[Ntop-dev] Mutexs - Lock Holder stuff

Burton M. Strauss III Fri, 20 Dec 2002 06:03:15 -0800

Let me clarify this...

#0 relates to who holds the lock.  My point was that the POSIX stuff only
protects the pthread_mutex item itself.  Adding the super mutex the way you
did only protects isLocked, so it's THEORETICALLY possible (but highly
unlikely) to get the other add-on values stepped on.  It's very unlikely, so
I was asking if holding the supermutex for the few extra instructions was
worth the very slight risk.  Since we don't make any processing decisions
based on the add-on values, I don't feel strongly either way.

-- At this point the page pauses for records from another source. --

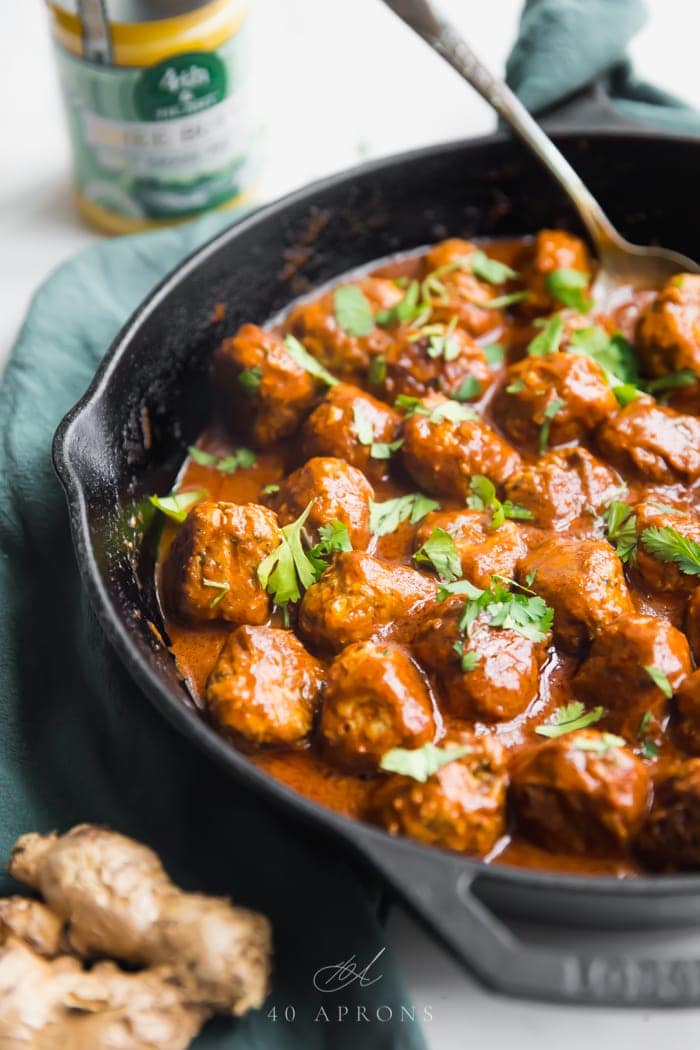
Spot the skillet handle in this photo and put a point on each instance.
(440, 890)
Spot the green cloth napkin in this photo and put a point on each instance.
(80, 742)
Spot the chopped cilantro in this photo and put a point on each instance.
(308, 361)
(353, 311)
(176, 505)
(421, 762)
(669, 545)
(249, 380)
(550, 337)
(441, 552)
(570, 717)
(569, 288)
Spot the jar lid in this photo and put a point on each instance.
(127, 12)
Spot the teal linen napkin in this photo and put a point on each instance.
(80, 742)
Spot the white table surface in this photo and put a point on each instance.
(360, 99)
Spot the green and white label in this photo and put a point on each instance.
(164, 142)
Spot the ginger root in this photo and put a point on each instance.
(49, 1004)
(117, 902)
(109, 898)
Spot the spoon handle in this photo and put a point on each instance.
(422, 17)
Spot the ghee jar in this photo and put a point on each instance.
(156, 96)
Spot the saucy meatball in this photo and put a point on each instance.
(553, 399)
(484, 551)
(654, 442)
(354, 426)
(264, 687)
(211, 568)
(669, 331)
(358, 595)
(376, 698)
(316, 326)
(442, 455)
(658, 574)
(340, 492)
(687, 712)
(671, 836)
(580, 793)
(262, 393)
(462, 806)
(561, 486)
(505, 676)
(450, 363)
(582, 581)
(616, 673)
(692, 624)
(462, 292)
(551, 250)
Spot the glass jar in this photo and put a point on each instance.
(157, 104)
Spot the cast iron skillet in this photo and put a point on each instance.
(108, 457)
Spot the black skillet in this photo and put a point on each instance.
(156, 370)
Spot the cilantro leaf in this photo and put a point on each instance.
(287, 570)
(176, 505)
(569, 287)
(659, 679)
(334, 539)
(669, 545)
(386, 517)
(421, 762)
(440, 551)
(549, 339)
(621, 528)
(549, 414)
(299, 353)
(353, 311)
(568, 718)
(250, 379)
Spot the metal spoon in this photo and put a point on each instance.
(622, 264)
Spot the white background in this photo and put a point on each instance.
(338, 80)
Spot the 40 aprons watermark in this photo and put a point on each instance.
(333, 981)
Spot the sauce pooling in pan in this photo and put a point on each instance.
(437, 562)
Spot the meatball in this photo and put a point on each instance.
(412, 368)
(693, 623)
(551, 250)
(671, 836)
(211, 568)
(352, 424)
(553, 399)
(316, 326)
(669, 331)
(483, 551)
(616, 674)
(687, 712)
(561, 486)
(263, 688)
(582, 581)
(664, 575)
(376, 698)
(462, 806)
(340, 492)
(654, 442)
(462, 292)
(505, 678)
(580, 792)
(442, 456)
(262, 393)
(357, 596)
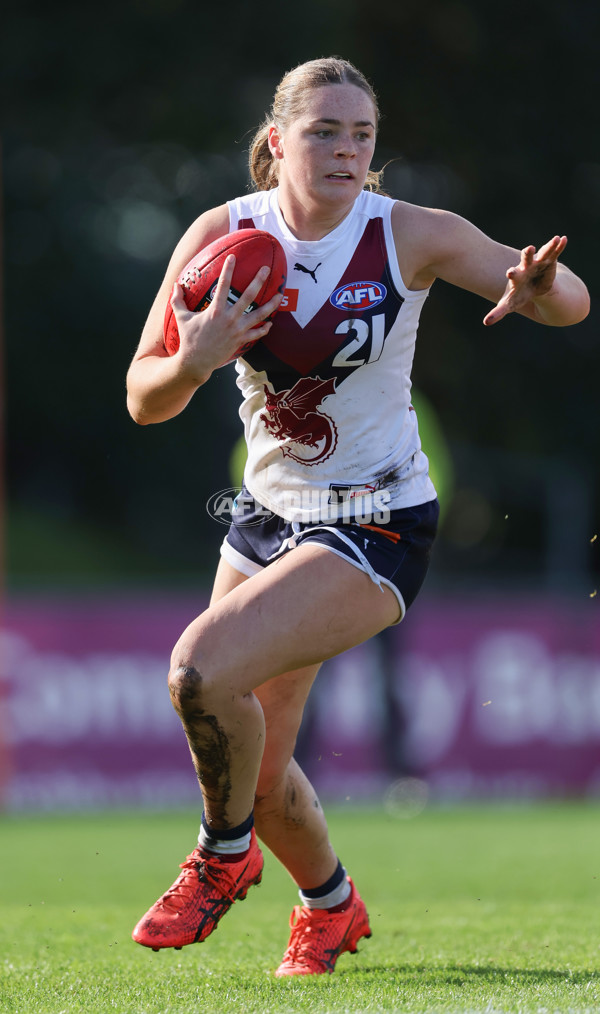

#1 & #2 - unfortunately, you've missed the point of the lockAttempt stuff.
The possibility of the data being stepped on clearly IS there, but that's
why I defined it as a "light-weight" scheme.  It's not designed to give 100%
accurate information, but rather to elicit a place to START looking IF a
deadlock occurs.

The idea is to put a canary in the field, set the mutex and then one of two
things happens:

a. You get the mutex and clear the canary.
b. You block and the canary is set until either a) somebody else blocks or
b) the mutex clears and you unblock.

During the time you are blocked, either your canary data is in the fields
for the web server info.html/textinfo.html page to display OR somebody
else's data is, who is ALSO (probably) blocked.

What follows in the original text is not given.